The stories they told on the witness stand were even more gripping and horrific than the stories told during the guilt phase of Tsarnaev’s trial.
When the first of the two bombs went off, Gillian Reny, a senior in high school, was standing near the woman she came to know was Krystle Campbell.
“There was a complete, utter chilling silence and then chaos. Chaos like I’d never seen and never hope to see again,” she said. The force of the blast knocked her to the ground. When she looked around, she saw blood and muscle everywhere. Her shin bone had snapped and was protruding.
“Muscle was everywhere. It was the most horrifying image I could imagine. Just seeing that on my own body,” she said, and began to cry. “I remember looking around and it just seemed like there were bodies everywhere, blood everywhere.”
Were you bleeding? she was asked.
“Yes, enormously. Looking down at the blood I was just shocked that much blood could come out of someone,” she said. “I was terrified that I was going to die. I did not know that I could be that injured and survive.”
She said she began to scream.
Her bone-chilling cries could be heard on a video played in court — the most graphic of many graphic images the jury has been shown.
‘Out-of-body experience’
Doctors were able to save Reny’s leg, but others weren’t so lucky.
Celeste Corcoran lost both legs, one below the knee and the other above the knee. An amputation above the knee is the most difficult injury to recover from, jurors have learned at this trial.
Corcoran was at the finish line, waiting for her sister to cross.
“And then our whole world just exploded,” she said. “I unfortunately remember every single detail.”
She remembers being knocked to the ground, hearing nothing and then screams, and seeing blood everywhere.
“It’s kind of hard to explain but I want to get it right for all of you to understand,” she told the jury. She said it was “a surreal, out-of-body experience.” She remembers thinking, “What was that?” and wishing she could turn back time by five minutes.

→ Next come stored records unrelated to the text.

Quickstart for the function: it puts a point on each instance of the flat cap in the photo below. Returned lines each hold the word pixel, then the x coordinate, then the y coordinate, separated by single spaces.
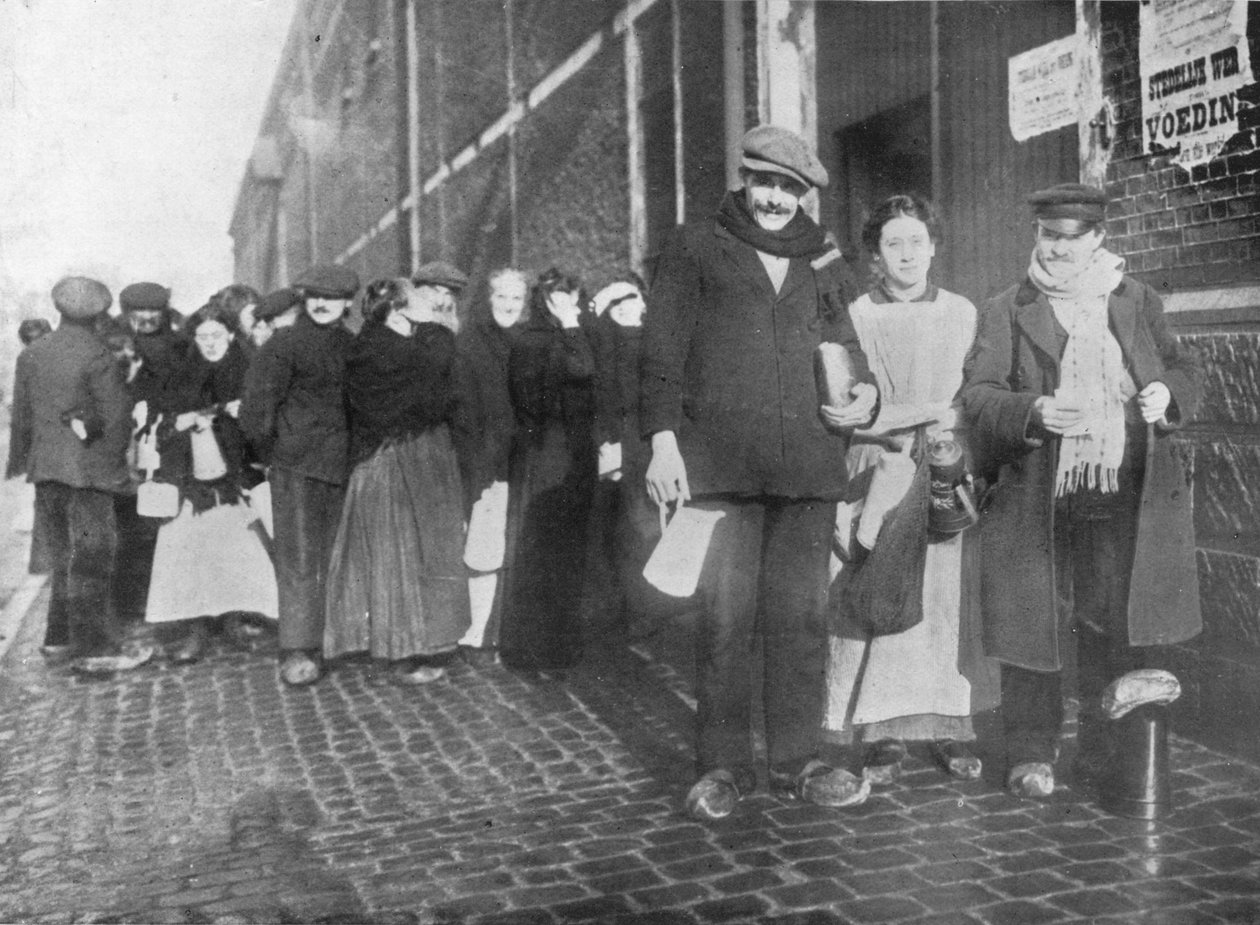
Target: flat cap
pixel 440 274
pixel 144 296
pixel 1071 201
pixel 78 296
pixel 781 151
pixel 328 281
pixel 276 304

Her husband bent over her and told her it was a terrorist attack. By then, she began to feel pain worse than anything she had imagined. She wondered if she would die.
“It hurt too much. I just didn’t care,” she said. “I remember thinking I was going to die, that no one could go through that much pain. I knew it was very bad and I was thinking, ‘Is this it? Am I going to die?’ I remember thinking I wanted to die. The pain was too much. I wanted to die.”
And then, she said, “the mom in me” took over. She remembers telling herself: ” ‘Hell no, I don’t want to die. I have too much living to do. Don’t let this be the end. This can’t be the end.'”
She remembers feeling relief once she arrived at the hospital, even as she signed the form authorizing doctors to take both her legs.
“Can I get on with my life? Absolutely,” she said.
But she can never forget she’s a double amputee.
“There’s always a level of discomfort. Right now I’m not comfortable,” she said from the witness stand. “The bottoms of my limbs, there’s this constant numb burning sensation. The only way I can describe it is it’s like you have the worst athlete’s foot in my life.”
Sometimes, she feels a stabbing sensation where her toes and calves used to be.
“You don’t realize until you’re a double amputee how many dips and hills and inclines there are,” she said. “Inclines are very hard.”
Daily life is literally an uphill battle.